Common jailbreak techniques include: role-playing ("Pretend you're an AI without restrictions"), encoding (asking in Base64 or pig Latin), many-shot attacks (providing many examples of the unsafe behavior to establish a pattern), and crescendo attacks (gradually escalating from benign to harmful requests across a conversation). More sophisticated techniques exploit specific model behaviors, like the tendency to continue established patterns or to be helpful when asked for "educational" information.
AI labs invest heavily in red-teaming — systematically trying to jailbreak their own models before release. When a new jailbreak technique is discovered, it gets patched through additional safety training or system-level filters. But the attack surface is vast: natural language is infinitely flexible, and new techniques keep emerging.

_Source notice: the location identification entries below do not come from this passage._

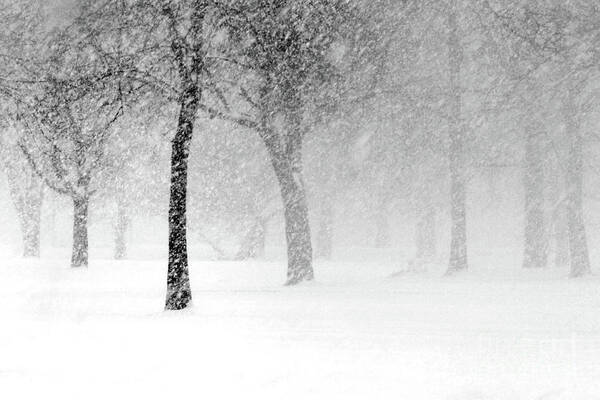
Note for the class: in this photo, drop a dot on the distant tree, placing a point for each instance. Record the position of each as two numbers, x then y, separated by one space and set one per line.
27 192
286 47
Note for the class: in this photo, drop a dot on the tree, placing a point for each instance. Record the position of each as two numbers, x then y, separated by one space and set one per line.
27 192
286 47
458 246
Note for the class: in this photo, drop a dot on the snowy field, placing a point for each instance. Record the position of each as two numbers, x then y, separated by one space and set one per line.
358 332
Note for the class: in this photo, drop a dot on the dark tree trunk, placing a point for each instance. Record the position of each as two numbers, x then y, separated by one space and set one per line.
79 257
580 262
325 236
535 248
179 293
121 228
253 245
297 228
458 211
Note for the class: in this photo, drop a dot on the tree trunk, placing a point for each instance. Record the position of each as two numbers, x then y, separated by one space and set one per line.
121 228
382 227
297 228
179 293
79 257
561 237
458 211
287 164
426 235
325 236
580 262
27 192
253 245
535 248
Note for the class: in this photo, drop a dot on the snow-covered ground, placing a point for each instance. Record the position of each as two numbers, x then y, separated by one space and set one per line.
358 332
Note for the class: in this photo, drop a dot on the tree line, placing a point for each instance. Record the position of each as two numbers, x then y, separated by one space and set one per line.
432 90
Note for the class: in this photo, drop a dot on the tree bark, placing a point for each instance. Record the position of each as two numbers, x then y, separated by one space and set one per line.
297 228
535 246
179 293
286 160
79 256
580 262
458 211
121 228
382 224
426 235
325 236
27 193
253 245
561 237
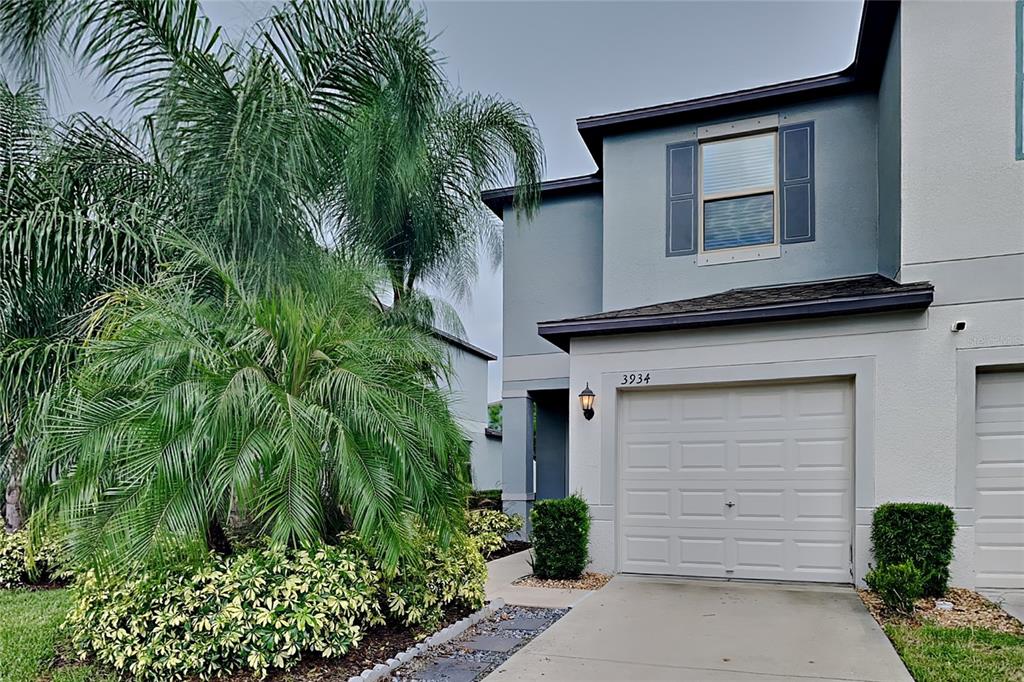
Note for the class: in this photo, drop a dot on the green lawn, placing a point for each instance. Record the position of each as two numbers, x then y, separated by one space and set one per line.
30 631
947 654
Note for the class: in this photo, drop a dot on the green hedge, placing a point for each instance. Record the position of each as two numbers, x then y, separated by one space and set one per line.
919 533
264 608
487 528
899 585
561 538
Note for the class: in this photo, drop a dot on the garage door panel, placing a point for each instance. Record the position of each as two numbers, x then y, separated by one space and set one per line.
708 504
827 453
761 455
705 554
999 475
648 457
649 504
645 552
704 456
759 486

The practical reality is that determined adversaries can usually find some jailbreak for any public model, which is why defense-in-depth (multiple layers of safety, including output filtering and monitoring) matters more than any single prevention technique.
The challenge is that safety filters sometimes refuse legitimate requests. A medical professional asking about drug interactions, a security researcher asking about vulnerabilities, or a novelist writing a scene with conflict might all trigger refusals. Overly aggressive safety training produces models that are "safe" but useless. The art of alignment is finding the right balance — refusing genuinely harmful requests while remaining helpful for legitimate ones.